Epidermal growth factor and tumor necrosis factor\(_{\alpha }\)

EGF/TNF is a model that combines two important mammalian signaling pathways induced by the epidermal growth factor (EGF) and tumor necrosis factor alpha (TNF\(_{\alpha }\)) [29, 30]. EGF and TNF\(_{\alpha }\) ligands stimulate ERK, JNK and p38 MAPK cascades, the PI3K/AKT pathways, and the NFkB cascade. This network of 28 components encompasses cross-talks between these pathways as well as two negative feedback loops. We applied our method from the initial state corresponding to the signal TNF\(_\alpha\) active and EGF inactive; the two goals refer to downstream proteins, namely the inactivation of NBkB and the activation of its inhibitor, IKB.

T-helper cell plasticity

T-helper cell has been studied in [8] in order to investigate switches between attractors subsequent to changes of input conditions. It is a cellular network regulating the differentiation of T-helper (Th) cells, which orchestrate many physiological and pathological immune responses. T-helper (CD4+) lymphocytes play a key role in the regulation of the immune response. By APC activation, native CD4 T cells differentiate into specific Th subtypes producing different cytokines which influence the activity of immune effector cell types. Differentiation in one subtype rather than another depends on the presence of specific polarizing cytokine combinations. These different lineages are characterized by a set of cytokines they express under the control of a master regulator transcriptional factor. Each master regulator is critically involved in the driving of the differentiation of the Th lineage they specify.

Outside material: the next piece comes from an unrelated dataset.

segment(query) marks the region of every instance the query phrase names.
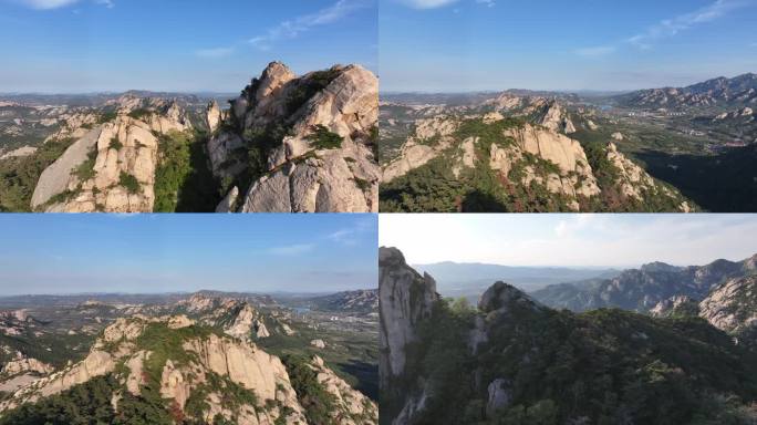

The network is composed of 101 nodes and 221 interactions; the corresponding AN has in total 381 local transitions. Note that due to the very high number of reachable states from some particular initial states of the network, the authors in [8] had to analyse a reduced version of this network, which does not preserve all the reachability properties. In this work, we analyse the full model. We selected initial states and goals for this model according to the attractors identified in [8].

We applied our method for three different initial states, namely th1, th2, and pluri. The two formers are arbitrary initial states from which particular subtypes (Th1 and Th2, respectively) are reachable. The “pluri” initial state corresponds to a potential cell environment which can trigger a differentiation among different cell subtypes (the differentiation is non-deterministic in the Boolean model): the initial states specify that APC, IL1B\(_e\), IL25\(_e\), IL27\(_e\), IL29\(_e\), IL2\(_e\), IL33\(_e\), IL36\(_e\), IL4\(_e\), and TGFB\(_e\) (\(_e\) stands for environment) are active, and only them.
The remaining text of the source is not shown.